Yolande Saab1, Taimour Langaee2

1Lebanese American University, Byblos, Lebanon, 2University of Florida College of Pharmacy, Florida, USA

Warfarin, a commonly prescribed efficacious oral anticoagulant, exhibits large interindividual and interethnic differences in the dose required for its anticoagulant effect. CYP 2C9 and VKORC1 gene polymorphisms have been identified and associated with an increased risk of warfarin over anticoagulation and bleeding events. Evidence suggests different CYP 2C9 and VKORC1 genotypes can be used prospectively to develop warfarin-dosing strategies to avoid the morbidity associated with over anticoagulation. Warfarin starting and maintenance dose adjustment have been determined in several populations; however, Lebanese were not included. Thus the aim of the study was to determine warfarin dosing based on CYP 2C9 (*2 *3*4*5) and VKORC1 functional polymorphisms in the Lebanese population.

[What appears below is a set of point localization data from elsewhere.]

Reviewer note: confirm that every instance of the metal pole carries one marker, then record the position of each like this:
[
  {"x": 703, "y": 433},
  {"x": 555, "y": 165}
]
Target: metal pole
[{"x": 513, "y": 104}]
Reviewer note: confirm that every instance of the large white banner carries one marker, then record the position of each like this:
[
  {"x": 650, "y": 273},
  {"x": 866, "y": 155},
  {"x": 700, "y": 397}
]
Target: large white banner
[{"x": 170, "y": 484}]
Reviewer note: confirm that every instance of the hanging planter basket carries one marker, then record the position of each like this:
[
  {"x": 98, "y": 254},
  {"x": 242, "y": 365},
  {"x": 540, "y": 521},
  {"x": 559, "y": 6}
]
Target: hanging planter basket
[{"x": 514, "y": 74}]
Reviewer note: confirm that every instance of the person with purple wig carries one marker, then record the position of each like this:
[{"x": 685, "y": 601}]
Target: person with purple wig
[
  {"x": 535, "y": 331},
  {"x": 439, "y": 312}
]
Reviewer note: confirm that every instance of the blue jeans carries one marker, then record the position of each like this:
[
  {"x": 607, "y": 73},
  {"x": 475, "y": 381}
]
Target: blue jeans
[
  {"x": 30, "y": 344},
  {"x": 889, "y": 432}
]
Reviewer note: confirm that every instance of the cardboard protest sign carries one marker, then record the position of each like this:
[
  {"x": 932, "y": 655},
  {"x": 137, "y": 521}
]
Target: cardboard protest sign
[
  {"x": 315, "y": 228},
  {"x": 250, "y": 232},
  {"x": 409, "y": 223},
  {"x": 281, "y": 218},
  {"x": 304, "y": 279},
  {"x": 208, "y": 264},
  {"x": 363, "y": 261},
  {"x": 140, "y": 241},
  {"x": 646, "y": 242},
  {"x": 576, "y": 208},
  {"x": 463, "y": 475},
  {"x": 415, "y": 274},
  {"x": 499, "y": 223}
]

DNA swab samples were collected from 146 voluntarily participants. Genotype analysis for the CYP 2C9*2*3*4*5 and VKORC1 alleles was performed by means of PCR analysis, and Pyrosequencer.

Results show that frequencies of CYP2C9 allelic variants among the Lebanese were very high, confirming the higher frequency of CYP 2C9 extensive metabolizers in the Middle East Mediterranean area compared to Southern and Northern Europe, and North America (Table 1). As for VKORC1, CC, TT, and CT genotype frequencies were 36.63%, 23.76% and 39.61% respectively.

In conclusion we recommend clinical trial studies determining optimal drug dosing include samples of diverse populations from the Middle East area.